All but three – UK, Sweden and Denmark – of Europe’s 15 member states will adopt the euro on 1 January 2001.
Over the next ten months criminals will be trying to ‘clean’ their ill-gotten gains as the twelve member states swap their indigenous currencies for the euro.John Abbot, director general of the National Criminal Intelligence Service, said: ‘This is the perfect opportunity for criminals to make funds clean in a new currency.
‘Large scale money laundering will characterise this period.’
But, he said the rush to launder money may prove a benefit to law enforcement agencies as ‘criminals will be putting their heads above the parapet’.
‘These transactions will make criminal gangs much more visible to law enforcement, which will potentially lead to more arrests and more disruption of their activities,’ said Abbot.

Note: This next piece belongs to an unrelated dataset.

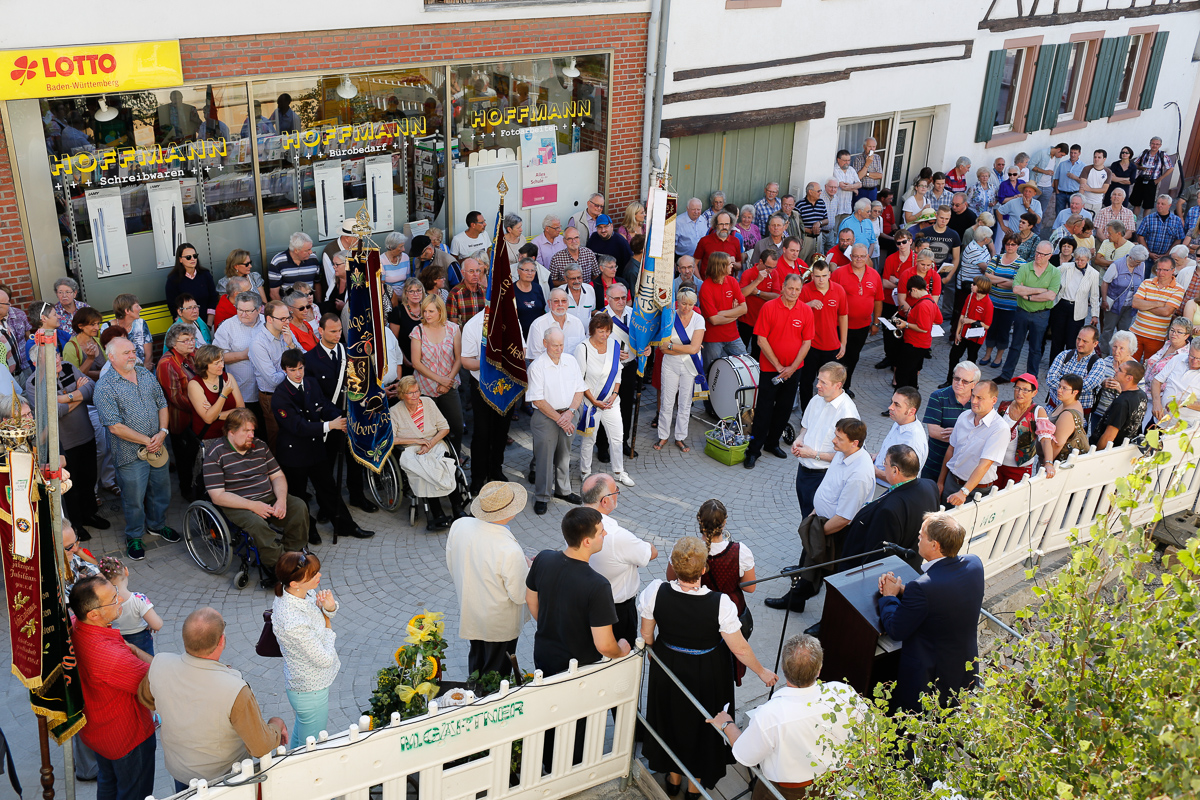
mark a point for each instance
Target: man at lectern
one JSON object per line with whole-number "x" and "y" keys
{"x": 936, "y": 617}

As well as an increase in money laundering, NCIS has pinpointed two other main threats – counterfeiting and fraud – and three periods of time over the next 16 months in which these threats will occur – pre-conversion period, conversion and post-conversion. The agency also warned of the potential for armed robbery as billions of euros are transported around Europe.
Abbot said: ‘In the pre-conversion period, from now to the end of December, fraudsters will be using traditional con tricks. There may be attacks on cash in transit and in storage.
‘During conversion, from 1 January 2002 to mid-way through the year, criminals will exploit public, commercial and institutional confusion to their advantage. Exchange scams, cash smuggling and coin counterfeiting will emerge.’
‘When conversion is completed, sophisticated counterfeits will be the order of the day,’ he added.
Although the euro will not be legal tender in the UK, several British companies, such as Marks & Spencers, plan to accept euro notes and coins and millions of UK citizens will be travelling for business and pleasure to countries using the euro.
The transition period is expected to be the perfect opportunity for amateur fraudsters as well as more sophisticated organised criminals to dupe the general public. Abbot urged the British public not to be tempted by ‘cheap, quick and easy deals in pubs, clubs or on street corners’ when exchanging money into euros.
‘If the deal looks too good to be true, it is,’ said Abbot.